Speaking recently in an interview monitored by National Daily, he said that untrained brains in the country will become parasites and urged that every child must be in school for free up until the university level which they can opt to not attend as long as they’ve been equipped with vocational skills, of any sort, throughout their school years.
He said the government has not upgraded education from the glory days of the 60s and 70s despite the nation’s population explosion, a situation he said has contributed to Nigeria’s deterioration. “Our glory days in education were in the 60s into the 70s and there’s a population explosion and we didn’t invest. The schools are not inspiring and the environment under which you study hardly works.
“The manpower is there. We have a lot of folks that come out of the university who have no jobs. That youth corps year that is wasted, as far as I’m concerned, could be used to retrain them to go into the teaching field. You need to make teaching attractive.”
The 56-year-old former governor said one of the best ways to improve education in the country is to make a number of changes that’ll show real commitment towards solving the problem.
“In Cross River, I took them off the tax profile so teachers weren’t paying taxes any longer. It’s difficult to tell civil servants to convert and become teachers, they don’t want to do it, but once I took them off the tax break, everyone now wanted to become a teacher because you’re earning 25% more immediately.

“Then I added N10, 000 as allowances in the urban areas and N15, 000 in the rural areas so some were okay to go work in the rural areas.
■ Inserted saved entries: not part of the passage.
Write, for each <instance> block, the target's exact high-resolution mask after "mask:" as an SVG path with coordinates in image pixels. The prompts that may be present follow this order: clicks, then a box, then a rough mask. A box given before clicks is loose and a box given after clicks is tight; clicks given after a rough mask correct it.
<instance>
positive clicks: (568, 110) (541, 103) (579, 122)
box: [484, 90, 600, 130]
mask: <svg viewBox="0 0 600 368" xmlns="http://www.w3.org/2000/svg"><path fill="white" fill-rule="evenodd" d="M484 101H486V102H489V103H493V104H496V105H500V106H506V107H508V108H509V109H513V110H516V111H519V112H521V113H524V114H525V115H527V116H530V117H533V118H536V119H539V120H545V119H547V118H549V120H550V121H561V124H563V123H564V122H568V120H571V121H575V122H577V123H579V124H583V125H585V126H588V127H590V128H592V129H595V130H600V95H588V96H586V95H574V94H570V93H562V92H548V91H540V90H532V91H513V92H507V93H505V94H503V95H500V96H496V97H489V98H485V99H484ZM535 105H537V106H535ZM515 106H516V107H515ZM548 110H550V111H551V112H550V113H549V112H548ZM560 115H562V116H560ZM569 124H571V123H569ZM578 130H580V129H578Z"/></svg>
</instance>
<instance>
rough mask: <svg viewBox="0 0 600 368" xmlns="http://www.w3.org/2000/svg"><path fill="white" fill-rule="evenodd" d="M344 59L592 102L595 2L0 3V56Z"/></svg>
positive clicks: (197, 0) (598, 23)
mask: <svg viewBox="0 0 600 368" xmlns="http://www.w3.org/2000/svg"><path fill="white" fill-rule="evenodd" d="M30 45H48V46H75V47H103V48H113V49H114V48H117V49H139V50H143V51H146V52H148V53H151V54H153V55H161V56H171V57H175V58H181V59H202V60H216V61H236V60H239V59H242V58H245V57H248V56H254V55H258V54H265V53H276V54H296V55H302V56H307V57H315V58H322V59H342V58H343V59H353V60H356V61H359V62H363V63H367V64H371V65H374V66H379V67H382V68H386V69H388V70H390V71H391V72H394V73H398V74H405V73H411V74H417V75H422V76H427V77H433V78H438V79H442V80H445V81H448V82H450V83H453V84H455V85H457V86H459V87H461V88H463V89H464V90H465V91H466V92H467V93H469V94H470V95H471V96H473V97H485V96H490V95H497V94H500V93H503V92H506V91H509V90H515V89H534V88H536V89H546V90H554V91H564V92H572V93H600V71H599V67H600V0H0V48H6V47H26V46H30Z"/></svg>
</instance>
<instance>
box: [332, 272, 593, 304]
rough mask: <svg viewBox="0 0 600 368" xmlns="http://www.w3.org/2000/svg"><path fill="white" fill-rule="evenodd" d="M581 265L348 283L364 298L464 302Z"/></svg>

Then I now asked them, every two years I must recertify you. So I got the University of Ibadan to come up with a programme where, every two years, you take an exam. If you flunk that exam twice, you’re out.
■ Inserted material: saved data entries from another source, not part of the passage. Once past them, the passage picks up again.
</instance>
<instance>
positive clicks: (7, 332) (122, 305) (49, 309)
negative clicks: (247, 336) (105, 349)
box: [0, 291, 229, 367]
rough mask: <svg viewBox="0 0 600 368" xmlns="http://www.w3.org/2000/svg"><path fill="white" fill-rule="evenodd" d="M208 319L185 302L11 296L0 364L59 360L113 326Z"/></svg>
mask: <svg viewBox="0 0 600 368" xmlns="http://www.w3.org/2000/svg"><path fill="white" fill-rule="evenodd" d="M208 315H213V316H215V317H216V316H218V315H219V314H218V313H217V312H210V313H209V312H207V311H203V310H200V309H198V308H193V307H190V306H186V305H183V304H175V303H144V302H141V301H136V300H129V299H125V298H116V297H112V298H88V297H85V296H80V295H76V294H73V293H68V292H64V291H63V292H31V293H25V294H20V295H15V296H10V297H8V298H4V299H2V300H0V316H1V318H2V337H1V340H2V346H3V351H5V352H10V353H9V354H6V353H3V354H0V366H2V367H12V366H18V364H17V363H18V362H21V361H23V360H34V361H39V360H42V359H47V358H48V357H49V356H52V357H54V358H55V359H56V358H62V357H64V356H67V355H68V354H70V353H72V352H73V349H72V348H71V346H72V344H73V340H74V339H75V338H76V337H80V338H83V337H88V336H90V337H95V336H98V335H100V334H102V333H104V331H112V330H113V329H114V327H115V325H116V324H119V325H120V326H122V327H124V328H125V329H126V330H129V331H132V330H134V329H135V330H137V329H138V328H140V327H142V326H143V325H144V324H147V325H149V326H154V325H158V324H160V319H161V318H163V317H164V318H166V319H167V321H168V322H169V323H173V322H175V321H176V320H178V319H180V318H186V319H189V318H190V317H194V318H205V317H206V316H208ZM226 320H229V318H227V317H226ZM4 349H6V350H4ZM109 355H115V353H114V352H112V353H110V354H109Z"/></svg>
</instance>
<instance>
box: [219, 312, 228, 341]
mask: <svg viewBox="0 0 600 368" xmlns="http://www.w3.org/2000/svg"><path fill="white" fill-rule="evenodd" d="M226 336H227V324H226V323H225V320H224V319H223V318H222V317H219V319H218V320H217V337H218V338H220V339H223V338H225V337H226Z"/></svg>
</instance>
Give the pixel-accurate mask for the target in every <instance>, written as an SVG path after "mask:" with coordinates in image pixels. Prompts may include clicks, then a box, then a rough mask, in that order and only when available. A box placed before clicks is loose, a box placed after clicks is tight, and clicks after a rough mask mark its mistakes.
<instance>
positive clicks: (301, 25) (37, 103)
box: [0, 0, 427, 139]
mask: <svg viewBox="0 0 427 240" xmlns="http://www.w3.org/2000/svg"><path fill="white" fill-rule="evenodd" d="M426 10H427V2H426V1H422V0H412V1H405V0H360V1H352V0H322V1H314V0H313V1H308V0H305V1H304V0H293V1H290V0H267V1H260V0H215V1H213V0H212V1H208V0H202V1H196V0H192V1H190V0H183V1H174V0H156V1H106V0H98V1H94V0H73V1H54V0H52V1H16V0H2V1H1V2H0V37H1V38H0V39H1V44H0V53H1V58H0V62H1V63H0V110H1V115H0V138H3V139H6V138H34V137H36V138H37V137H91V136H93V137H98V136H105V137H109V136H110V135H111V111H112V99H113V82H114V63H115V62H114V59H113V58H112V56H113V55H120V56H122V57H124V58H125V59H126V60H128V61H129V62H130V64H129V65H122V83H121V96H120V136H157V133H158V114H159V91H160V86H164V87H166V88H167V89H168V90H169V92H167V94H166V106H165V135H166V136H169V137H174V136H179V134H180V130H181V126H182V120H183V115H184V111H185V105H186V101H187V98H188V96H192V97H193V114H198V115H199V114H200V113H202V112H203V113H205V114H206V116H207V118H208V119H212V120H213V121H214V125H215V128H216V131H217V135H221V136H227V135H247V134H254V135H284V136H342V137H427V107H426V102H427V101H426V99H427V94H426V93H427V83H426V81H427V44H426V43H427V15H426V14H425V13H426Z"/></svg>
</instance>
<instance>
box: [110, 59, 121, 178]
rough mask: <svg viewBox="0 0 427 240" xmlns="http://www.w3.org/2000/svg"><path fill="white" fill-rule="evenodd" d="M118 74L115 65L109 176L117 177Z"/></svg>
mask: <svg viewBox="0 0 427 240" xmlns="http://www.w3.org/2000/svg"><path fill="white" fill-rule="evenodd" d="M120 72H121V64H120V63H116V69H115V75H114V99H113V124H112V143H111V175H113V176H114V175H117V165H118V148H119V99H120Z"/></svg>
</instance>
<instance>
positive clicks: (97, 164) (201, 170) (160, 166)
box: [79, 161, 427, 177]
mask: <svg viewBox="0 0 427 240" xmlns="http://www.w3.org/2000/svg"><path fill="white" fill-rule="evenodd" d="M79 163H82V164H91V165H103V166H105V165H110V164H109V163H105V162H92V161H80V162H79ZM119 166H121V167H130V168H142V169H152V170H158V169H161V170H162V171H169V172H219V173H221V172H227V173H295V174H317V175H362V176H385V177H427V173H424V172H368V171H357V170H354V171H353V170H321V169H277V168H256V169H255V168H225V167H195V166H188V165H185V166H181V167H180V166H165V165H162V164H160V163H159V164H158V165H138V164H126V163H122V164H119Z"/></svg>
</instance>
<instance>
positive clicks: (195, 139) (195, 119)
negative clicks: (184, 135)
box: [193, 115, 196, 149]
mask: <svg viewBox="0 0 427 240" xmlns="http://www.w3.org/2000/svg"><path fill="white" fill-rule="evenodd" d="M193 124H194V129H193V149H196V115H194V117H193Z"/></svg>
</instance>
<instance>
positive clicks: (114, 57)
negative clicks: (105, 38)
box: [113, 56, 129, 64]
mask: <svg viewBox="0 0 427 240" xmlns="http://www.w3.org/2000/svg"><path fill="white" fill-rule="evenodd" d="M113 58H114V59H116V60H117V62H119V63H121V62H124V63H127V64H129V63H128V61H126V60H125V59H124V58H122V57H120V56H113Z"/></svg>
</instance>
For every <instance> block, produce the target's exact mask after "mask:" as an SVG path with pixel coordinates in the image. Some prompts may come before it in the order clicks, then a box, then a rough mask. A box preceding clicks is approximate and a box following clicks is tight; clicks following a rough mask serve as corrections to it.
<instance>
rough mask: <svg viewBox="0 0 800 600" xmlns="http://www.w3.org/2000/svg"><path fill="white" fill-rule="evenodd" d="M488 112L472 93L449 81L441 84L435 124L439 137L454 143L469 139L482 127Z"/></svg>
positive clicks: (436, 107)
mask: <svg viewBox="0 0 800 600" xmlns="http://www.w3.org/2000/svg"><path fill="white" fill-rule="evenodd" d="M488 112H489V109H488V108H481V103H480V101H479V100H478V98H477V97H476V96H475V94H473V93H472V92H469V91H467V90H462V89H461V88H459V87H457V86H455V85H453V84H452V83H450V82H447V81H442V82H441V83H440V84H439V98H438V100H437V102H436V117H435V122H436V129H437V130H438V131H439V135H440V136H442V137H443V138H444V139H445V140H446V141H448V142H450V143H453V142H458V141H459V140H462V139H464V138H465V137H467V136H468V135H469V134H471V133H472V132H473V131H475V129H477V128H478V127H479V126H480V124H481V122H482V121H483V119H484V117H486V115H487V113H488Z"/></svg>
“Then, I said if you go for an exam, like school cert, and less than 80% (students) pass, say mathematics, in the school, that maths teacher has to go. That is where accountability comes in. To me, there are no bad students, there are bad teachers because teaching is personal and you need to interface.

“Nationally, you’ve got to look at a curriculum that’s functional. You don’t have to think hard; just go to Germany and adopt their own curriculum, that’s all. Train the teachers to work with that curriculum, even the Chinese are adopting that curriculum, it’s very practical. And you know that the world we’re advancing into rapidly is digital, so coding. By the time you get to the equivalent of SS3, you know how to code. That’s how it works.